Orbits as Conic Sections

Source: (502) Alan Cooper’s answer to A body with negligible mass approaching a planet/star can have an elliptical, parabolic or hyperbolic orbit. Is there a purely or largely geometric argument for why all possible orbits are conic sections and vice versa? – Quora

The answer to the question is, I think, Yes.

In fact I believe that most of the proofs in Newton’s Principia were expressed in an essentially geometric form rather than making use of the calculus. (He may well have used calculus in his preliminary thinking and in other less formal applications but apparently preferred to avoid it in his most formal presentations).

A possible geometric approach to the conic sections result might be to look at the changes in position, [math]\vec{r}[/math], and velocity, [math]\vec{v}=\dot{\vec{r}}[/math], of the test particle relative to the planet [math]P[/math], and to just show directly that the effect of an inverse square force law giving a centripetal acceleration of magnitude [math]\frac{\mu}{r^{2}}[/math] (so giving [math]\ddot{\vec{r}}=-\frac{\mu\vec{r}}{r^{3}}[/math]) ensures that they satisfy some geometric property of conic sections (rather than following the usual modern approach of deriving the parametric or polar equations of the full trajectory).

There are various geometric conditions that could be used, but the one that seems most promising (because it applies to all of the conic sections in a similar way) is the extension of the Focus and Directrix definition of a parabola. This uses a point [math]P[/math] (the focus), a line [math]D[/math] (the directrix), and a number [math]e[/math] (the eccentricity), with the requirement that for any point on the curve, its distance from [math]P[/math] is [math]e[/math] times the distance from [math]D[/math]. The case of [math]e=1[/math] is of course the parabola, the cases [math]1>e>0[/math] give ellipses, [math]e>1[/math] gives hyperbolas, and the limiting case of [math]e=0[/math] gives just a point if the line [math]D[/math] is fixed but can be a circle if [math]D[/math] goes off to infinity at the same time as [math]e[/math] goes to zero.

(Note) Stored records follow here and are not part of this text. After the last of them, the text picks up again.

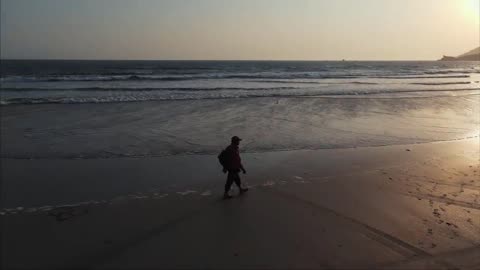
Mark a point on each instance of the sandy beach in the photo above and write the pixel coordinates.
(394, 207)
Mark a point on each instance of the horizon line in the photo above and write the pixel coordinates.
(219, 60)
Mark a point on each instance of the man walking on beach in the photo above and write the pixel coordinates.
(233, 164)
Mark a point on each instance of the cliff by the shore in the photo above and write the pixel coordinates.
(473, 55)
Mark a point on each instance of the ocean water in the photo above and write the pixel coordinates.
(39, 82)
(112, 109)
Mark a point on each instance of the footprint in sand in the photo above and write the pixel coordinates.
(268, 184)
(206, 193)
(183, 193)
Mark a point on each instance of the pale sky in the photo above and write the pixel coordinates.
(238, 29)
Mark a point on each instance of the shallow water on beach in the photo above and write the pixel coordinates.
(110, 109)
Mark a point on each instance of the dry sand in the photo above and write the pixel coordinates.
(395, 207)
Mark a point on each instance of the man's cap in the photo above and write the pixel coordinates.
(236, 139)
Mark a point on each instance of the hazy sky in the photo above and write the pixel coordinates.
(238, 29)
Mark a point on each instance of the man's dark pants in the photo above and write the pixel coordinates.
(232, 177)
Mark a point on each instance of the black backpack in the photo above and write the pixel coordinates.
(223, 158)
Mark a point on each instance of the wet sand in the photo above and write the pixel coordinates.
(395, 207)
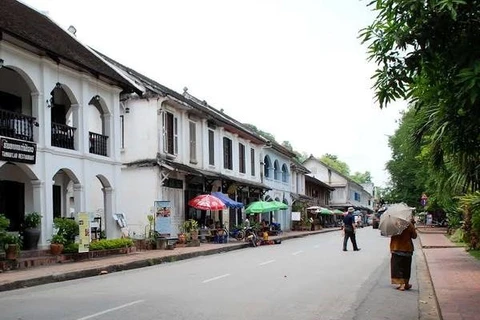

An alternative version of this, which avoids treating the circle as an awkward limiting case, is to specify instead of [math]e[/math] and [math]D[/math] an “eccentricity vector”, [math]\vec{e}[/math], of length [math]e[/math], and to require that the component of [math]\vec{r}[/math] in the [math]\vec{e}[/math] direction plus [math]\frac{1}{e}[/math] times the length, [math]r[/math], of [math]\vec{r}[/math] remains constant. This would ensure that, for [math]e\neq 0[/math], the set of points at distance [math]\frac{r}{e}[/math] from the particle in the direction of [math]\vec{e}[/math] is a line perpendicular to [math]\vec{e}[/math] at a distance [math]\frac{r}{e}[/math] from the particle (and so [math]r_p + r_p/e[/math] from the focus, where [math]r_p [/math] is the minimum “periapsis” distance of the path from the focus). When [math]e\neq 0[/math], this line then serves as the directrix [math]D[/math] in the previous definition. But this version also makes perfectly good sense (without any mention of a directrix) even when [math]e=0[/math] (in which case the direction of [math]\vec{e}[/math] does not need to be defined).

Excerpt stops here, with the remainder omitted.